Actually, it needs two. Writing fixed width 16-bit Unicode can put
the least significant or the most significant byte first. Both
variants are explicitly permitted. To distinguish the two, it is
possible to prefix the binary file with the byte order mark U+FEFF.
> With respect to TextRider and Misc:
>
> Stewart Greenhill wrote:
> >I think approach (1) is probably the simpler and would be easier to
> >maintain since it would not require dupication of the majority of the code.
> >We could regard the "character width" as simply an attribute of the text.
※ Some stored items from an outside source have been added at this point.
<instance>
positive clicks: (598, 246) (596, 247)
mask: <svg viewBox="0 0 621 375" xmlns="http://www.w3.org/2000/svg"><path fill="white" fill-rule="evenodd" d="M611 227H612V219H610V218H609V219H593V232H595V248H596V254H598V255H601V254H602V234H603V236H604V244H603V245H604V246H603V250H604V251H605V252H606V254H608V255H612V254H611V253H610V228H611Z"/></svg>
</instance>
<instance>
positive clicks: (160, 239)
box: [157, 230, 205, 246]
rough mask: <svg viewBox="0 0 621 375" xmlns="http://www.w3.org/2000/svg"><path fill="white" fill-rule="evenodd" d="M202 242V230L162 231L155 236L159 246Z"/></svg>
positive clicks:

> >Thus, there would be only one TextRider class, but it would deal with
> >either 1-byte and 2-byte characters. Character types should be able to be
> >used interchangably, provided that they are representable.
>
> Michael van Acken:
> > Why bother to create a single TextRider module for all encodings? We
> > have a clear separation of concerns in the I/O section of the library.
> > Channels deal with byte streams, mappers convert from bytes to
> > meaningful data. I strongly suggest we create a `UnicodeRider'
> > module, akin to `TextRider', that does conversion from and to Unicode
> > texts. It should deal with the various encodings like UTF-7, UTF-8,
> > and little-endian/big-endian 16 bit. (Are there more variants?)
>
> If you want a separate module for each encoding (and there would be a
> lot of them, see the following for those supported by Java:
> http://www.javasoft.com/products/jdk/1.1/docs/guide/intl/encoding.doc.html
> )
Actually I meant that UnicodeRider would understand the most common
Unicode encoding (transformation format) variants. Mapping between
different character sets, like JIS0208 to Unicode, should be done by
other modules.
> Then I suggest we try to build this as a class hierarchy, with
> possibly using an abstract class at the base. Then, once the two
> basic mapper classes, say TextRider and UnicodeRider, are built, any
> extension class like KSCRider would simply have to supply conversions
> and the rest of the behavior would be the same.
IMO code reuse is a non-topic here. We can write a rider class that
siphons every single character through a state machine to do the
decoding and conversion, but the performance penalty would be severe.
-- mva